A break above the $1350 level would likely result in a rally toward the $1600 resistance area. On the other hand, a bearish rejection would cause a retest of the $1100 support level, which may not be able to hold for long. As a result, it would likely make way for a drop toward the key $1000 area.
The RSI indicator has also recovered from deep oversold values and is even indicating a slight shift in favor of the bulls, as it is trending above the 50% equilibrium level. However, considering the higher timeframe market structure, bearish scenarios are still more likely to play out.
Sentiment Analysis
ETH Open Interest
Following the recent crash led by FTX’s issues and bankruptcy, the crypto market has witnessed massive liquidations in the derivative market.
The perpetual futures market has been playing a significant role in determining the short-term and mid-term price action for most crypto assets since the beginning of this cycle.

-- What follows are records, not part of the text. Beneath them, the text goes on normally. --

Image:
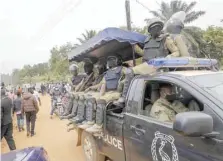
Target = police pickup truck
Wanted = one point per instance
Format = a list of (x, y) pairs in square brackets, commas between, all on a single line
[(131, 134)]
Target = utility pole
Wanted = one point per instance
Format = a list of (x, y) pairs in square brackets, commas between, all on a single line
[(128, 14)]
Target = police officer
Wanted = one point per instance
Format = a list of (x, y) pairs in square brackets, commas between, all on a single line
[(55, 95), (174, 27), (111, 88), (76, 78), (162, 109), (6, 120), (79, 91), (75, 81), (157, 45), (90, 100)]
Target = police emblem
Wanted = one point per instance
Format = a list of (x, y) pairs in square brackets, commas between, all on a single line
[(164, 139)]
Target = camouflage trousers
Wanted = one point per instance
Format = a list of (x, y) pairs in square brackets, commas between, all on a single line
[(144, 68)]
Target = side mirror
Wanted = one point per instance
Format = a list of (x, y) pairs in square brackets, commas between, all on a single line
[(193, 123)]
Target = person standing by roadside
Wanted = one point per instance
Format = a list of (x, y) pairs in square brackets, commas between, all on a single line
[(17, 104), (30, 108), (36, 94), (6, 120)]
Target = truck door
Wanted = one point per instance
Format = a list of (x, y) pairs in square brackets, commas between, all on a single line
[(151, 139)]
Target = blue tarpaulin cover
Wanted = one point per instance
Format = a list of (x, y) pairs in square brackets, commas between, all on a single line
[(110, 41)]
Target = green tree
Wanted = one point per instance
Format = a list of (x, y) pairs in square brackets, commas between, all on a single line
[(58, 62), (214, 38), (142, 30), (168, 9), (86, 36)]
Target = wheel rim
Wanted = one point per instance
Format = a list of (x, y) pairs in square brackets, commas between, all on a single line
[(88, 149)]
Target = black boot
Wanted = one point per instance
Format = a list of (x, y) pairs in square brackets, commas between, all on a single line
[(97, 128), (128, 78), (68, 109), (90, 113), (81, 110), (74, 109)]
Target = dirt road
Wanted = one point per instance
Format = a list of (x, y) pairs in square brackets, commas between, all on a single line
[(52, 135)]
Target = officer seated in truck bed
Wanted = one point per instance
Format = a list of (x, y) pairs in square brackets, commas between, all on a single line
[(163, 101)]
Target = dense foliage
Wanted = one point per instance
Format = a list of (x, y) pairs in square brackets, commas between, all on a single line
[(204, 43)]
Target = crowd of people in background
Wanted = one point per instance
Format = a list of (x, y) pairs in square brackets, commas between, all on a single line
[(24, 104)]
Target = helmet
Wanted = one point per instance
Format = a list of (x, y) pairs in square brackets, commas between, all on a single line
[(114, 61), (88, 67), (73, 67), (155, 21)]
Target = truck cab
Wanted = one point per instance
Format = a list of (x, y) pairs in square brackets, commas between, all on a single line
[(132, 134)]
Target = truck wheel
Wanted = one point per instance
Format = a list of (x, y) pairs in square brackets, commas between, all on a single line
[(90, 149)]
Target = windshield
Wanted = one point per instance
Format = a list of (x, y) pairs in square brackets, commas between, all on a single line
[(212, 83)]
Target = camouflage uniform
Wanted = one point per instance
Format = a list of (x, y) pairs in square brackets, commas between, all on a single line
[(174, 27), (165, 45), (163, 110), (113, 82), (144, 68)]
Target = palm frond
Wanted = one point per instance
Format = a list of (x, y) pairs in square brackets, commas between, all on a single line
[(183, 6), (157, 14), (85, 35), (166, 10), (193, 16), (190, 7), (80, 40), (173, 5)]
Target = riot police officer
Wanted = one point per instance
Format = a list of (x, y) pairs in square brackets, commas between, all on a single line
[(157, 45), (90, 101), (75, 83), (76, 78), (54, 96), (79, 99), (111, 88), (174, 27)]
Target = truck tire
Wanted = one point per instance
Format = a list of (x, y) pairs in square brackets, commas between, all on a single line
[(90, 149)]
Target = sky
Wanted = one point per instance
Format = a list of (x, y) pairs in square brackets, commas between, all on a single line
[(30, 28)]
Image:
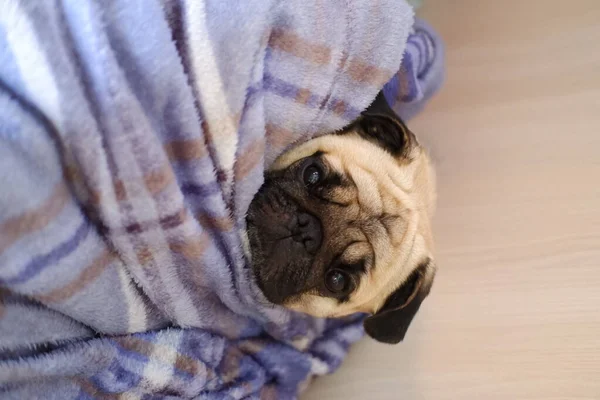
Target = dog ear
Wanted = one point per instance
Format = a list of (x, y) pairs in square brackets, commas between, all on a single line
[(380, 124), (391, 322)]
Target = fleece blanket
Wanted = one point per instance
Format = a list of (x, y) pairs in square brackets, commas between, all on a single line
[(133, 136)]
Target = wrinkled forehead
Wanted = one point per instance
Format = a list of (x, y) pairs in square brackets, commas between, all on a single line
[(344, 147)]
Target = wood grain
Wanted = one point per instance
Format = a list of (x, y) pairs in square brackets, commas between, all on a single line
[(515, 132)]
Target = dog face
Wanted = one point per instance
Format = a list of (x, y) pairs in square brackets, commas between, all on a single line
[(342, 225)]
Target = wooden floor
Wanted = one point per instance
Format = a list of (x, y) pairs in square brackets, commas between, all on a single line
[(515, 310)]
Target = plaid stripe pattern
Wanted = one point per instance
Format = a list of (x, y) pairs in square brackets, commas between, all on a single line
[(133, 136)]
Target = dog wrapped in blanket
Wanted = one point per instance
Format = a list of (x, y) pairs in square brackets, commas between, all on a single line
[(134, 136)]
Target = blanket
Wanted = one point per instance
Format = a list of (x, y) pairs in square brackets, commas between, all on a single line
[(133, 136)]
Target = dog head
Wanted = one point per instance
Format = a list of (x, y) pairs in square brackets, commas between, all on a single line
[(342, 225)]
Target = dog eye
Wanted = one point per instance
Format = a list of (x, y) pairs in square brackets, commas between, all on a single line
[(312, 175), (337, 281)]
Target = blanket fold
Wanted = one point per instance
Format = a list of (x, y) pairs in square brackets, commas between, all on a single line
[(133, 136)]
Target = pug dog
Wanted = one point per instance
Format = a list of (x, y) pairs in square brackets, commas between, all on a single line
[(342, 225)]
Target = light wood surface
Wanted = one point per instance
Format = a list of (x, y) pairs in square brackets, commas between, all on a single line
[(515, 132)]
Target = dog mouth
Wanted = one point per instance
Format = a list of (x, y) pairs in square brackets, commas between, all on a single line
[(283, 241)]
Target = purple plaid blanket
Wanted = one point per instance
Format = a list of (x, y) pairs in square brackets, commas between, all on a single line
[(133, 135)]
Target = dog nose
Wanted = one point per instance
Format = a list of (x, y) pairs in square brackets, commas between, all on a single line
[(308, 231)]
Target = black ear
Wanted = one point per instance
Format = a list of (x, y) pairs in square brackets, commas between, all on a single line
[(379, 123), (390, 323)]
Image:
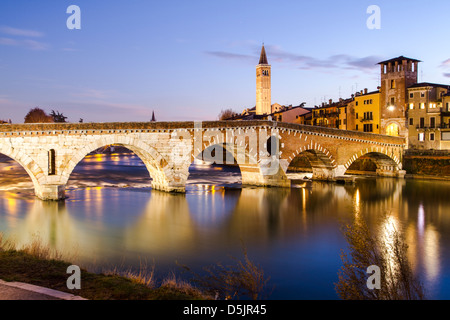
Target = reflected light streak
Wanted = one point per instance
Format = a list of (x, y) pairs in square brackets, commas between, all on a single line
[(421, 220), (357, 204)]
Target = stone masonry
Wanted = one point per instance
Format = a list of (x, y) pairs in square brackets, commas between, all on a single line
[(50, 152)]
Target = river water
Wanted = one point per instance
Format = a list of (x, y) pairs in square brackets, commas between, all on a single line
[(113, 220)]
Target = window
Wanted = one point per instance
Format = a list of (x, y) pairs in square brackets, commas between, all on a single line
[(51, 162), (392, 84), (421, 136), (445, 136), (368, 127)]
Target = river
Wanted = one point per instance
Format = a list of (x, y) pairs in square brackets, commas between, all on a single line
[(113, 220)]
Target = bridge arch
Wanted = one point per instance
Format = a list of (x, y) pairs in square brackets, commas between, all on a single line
[(321, 160), (33, 170), (157, 166), (387, 163)]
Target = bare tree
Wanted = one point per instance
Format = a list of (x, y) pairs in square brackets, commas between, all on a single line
[(37, 115), (389, 254), (58, 117)]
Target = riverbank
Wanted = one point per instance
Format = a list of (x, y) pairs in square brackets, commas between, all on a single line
[(33, 266)]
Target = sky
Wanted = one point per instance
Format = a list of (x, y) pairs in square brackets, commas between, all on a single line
[(188, 60)]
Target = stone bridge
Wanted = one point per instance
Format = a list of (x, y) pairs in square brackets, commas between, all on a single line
[(263, 150)]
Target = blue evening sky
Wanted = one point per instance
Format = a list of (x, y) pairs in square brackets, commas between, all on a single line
[(187, 60)]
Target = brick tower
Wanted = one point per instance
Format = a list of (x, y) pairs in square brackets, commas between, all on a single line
[(263, 85), (397, 75)]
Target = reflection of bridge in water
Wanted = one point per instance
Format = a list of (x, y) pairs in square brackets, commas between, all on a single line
[(161, 222), (263, 150)]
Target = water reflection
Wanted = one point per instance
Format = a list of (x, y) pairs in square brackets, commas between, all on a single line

So, analyzing the trading volume and the sentiment of futures traders usually offers key insights.
One of the most useful metrics for futures market sentiment analysis is the open interest (OI), which measures the number of open short and long positions on a daily basis. An increase in this metric would typically cause a rise in volatility, and on the other hand, a decrease in Open Interest would lead to more stable price action.
Prior to the recent market crash, Ethereum’s Open interest had constantly been rising, as many traders began opening long positions believing that the bottom was in. Many others were shorting ETH to hedge their spot portfolios against a potential decline.
Last week’s crash led to an immense liquidation cascade, further increasing the volatility and aggravation. These liquidations have been demonstrated by a sharp drop in the open interest.
As a result, less volatility caused by the futures market could be expected in the short-term future. However, the price could still drop further because of a potential increase in the spot selling pressure.